‘Preventive ethics' come into play when a DNR is confusing
A case study examines how a hospitalist handled confusing and conflicting demands placed by a do-not-resuscitate order.
Case Study
A 91-year-old woman is admitted from home with delirium and multilobar pneumonia. A covering attending hospitalist is emergency-paged following a witnessed aspiration. There is a “do not resuscitate” (DNR) order in place but also a note from the primary care physician stating, “per discussion with daughter/proxy (a lawyer) pt. is DNR but may intubate.” The daughter and primary care provider cannot be reached, and meanwhile the patient has developed a pulseless electrical activity cardiopulmonary arrest. Should the physician institute CPR?
Commentary
Having to decide whether to attempt resuscitation of a patient when there is incomplete or conflicting evidence of the patient's wishes is challenging but it is distressingly common in emergency department settings and all too frequent in inpatient settings. Many if not most of these dilemmas involve shortcomings in preventive ethics, reflecting either inadequate communication with the patient or family member (or other appropriate surrogate), or inadequate or unavailable documentation of that communication.
In this case, a literal interpretation of the available documentation would allow the physician only to intubate the patient, which would be pointless without accompanying CPR, which the written order in the medical record explicitly forbids. There is no question, however, that the right thing to do (while urgently continuing to try to reach the primary care physician and/or daughter) is to institute CPR.

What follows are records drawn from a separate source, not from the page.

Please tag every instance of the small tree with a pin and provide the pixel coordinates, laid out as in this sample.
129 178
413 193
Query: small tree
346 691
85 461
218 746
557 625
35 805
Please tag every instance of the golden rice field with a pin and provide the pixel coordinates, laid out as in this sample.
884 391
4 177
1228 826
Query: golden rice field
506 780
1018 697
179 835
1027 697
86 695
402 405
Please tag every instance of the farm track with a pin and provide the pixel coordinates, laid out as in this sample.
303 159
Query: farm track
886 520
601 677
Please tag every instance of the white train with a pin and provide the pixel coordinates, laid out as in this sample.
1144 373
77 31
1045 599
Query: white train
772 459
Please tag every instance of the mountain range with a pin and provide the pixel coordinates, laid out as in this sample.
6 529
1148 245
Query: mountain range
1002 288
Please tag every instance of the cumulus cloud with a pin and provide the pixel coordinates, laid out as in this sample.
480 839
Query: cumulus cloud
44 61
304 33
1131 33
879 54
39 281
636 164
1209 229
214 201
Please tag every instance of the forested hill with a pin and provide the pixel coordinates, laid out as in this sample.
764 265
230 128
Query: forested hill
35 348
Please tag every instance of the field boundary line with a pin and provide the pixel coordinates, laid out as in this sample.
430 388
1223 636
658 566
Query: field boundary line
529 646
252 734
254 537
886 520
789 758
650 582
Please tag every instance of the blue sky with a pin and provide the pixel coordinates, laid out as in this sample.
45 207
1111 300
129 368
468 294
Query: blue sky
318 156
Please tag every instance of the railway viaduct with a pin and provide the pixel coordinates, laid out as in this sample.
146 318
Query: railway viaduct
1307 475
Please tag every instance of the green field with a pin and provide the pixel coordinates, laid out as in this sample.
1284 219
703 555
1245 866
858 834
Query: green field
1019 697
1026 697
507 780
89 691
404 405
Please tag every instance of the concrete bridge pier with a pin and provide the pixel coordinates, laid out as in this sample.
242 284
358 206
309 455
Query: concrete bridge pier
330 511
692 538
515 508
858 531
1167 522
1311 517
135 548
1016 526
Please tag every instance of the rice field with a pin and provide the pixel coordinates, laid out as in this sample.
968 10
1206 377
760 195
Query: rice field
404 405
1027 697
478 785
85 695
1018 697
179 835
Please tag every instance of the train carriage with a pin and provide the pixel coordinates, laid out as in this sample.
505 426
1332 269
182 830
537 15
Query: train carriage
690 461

It is entirely possible, perhaps even likely, that additional clarifying discussion would confirm that the elderly patient in this circumstance would not have wanted resuscitation to be attempted. But the phrase “may intubate” raises at least a reasonable doubt in the physician's mind about the patient's wishes, especially since it is possible that the acute event that precipitated the patient's cardiopulmonary arrest is rapidly reversible with a potential return to her baseline condition.
Resuscitating a patient inappropriately is an error that is usually at least partially reversible. If additional information makes it clear that the patient would have preferred to be allowed to die, she can be promptly extubated and provided with whatever medication is necessary to ensure comfort. In contrast, allowing a patient to die when resuscitation would have been both wanted and plausibly successful is an irreversible error of grave proportions.
From a preventive ethics perspective, the attending hospitalist should never have had to face this ethical dilemma. It is, however, too easy to say that entering a DNR order but giving permission to intubate is contradictory. For any clinical intervention, the central patient-centered question is, “Do the expected benefits outweigh the expected benefits from the patient's perspective?”
In the initial stage of serious pneumonia with progressive respiratory compromise, short-term intubation while waiting for antibiotics to take effect may have enormous benefit with acceptable burdens, but if the illness progresses to the point of full cardiopulmonary arrest, the benefit/burden ratio of CPR with intubation and subsequent ICU care may be far less favorable. But at a minimum, information about the reasoning process should have been provided.
For example, if the PCP's note had explained that “for life-threatening events that may be rapidly reversible, the patient would be willing to undergo short-term aggressive life-saving measures …,” the hospitalist likely would not have agonized at all about the right thing to do.
Follow-up
The patient was successfully resuscitated and transferred to the ICU. When reached, the daughter's first question was, “But why did you do CPR?”
On further discussion, the daughter explained that she had been very conflicted about her mother's code status. She knew that her mother would never have wanted prolonged ICU life support, or to live permanently in a nursing home or as “a vegetable.” However, she also knew that her mother “savored even small sweetnesses in life and would want a chance to live if she could get back home.” She said that she had never meant to suggest that short-term, life-saving treatment would be withheld. She agreed that her mother should be “full code” for the next few days while her prognosis became clearer. Palliative care was consulted to explore future treatment options.
The patient was successfully extubated several days later, and over the ensuing two weeks it became clear that, while she was unlikely to regain her prior level of semi-independent functioning, with adequate support she might still enjoy weeks or months of time at home. One month after her cardiac arrest she was discharged home with hospice, with a clear DNR order and no plans to re-hospitalize.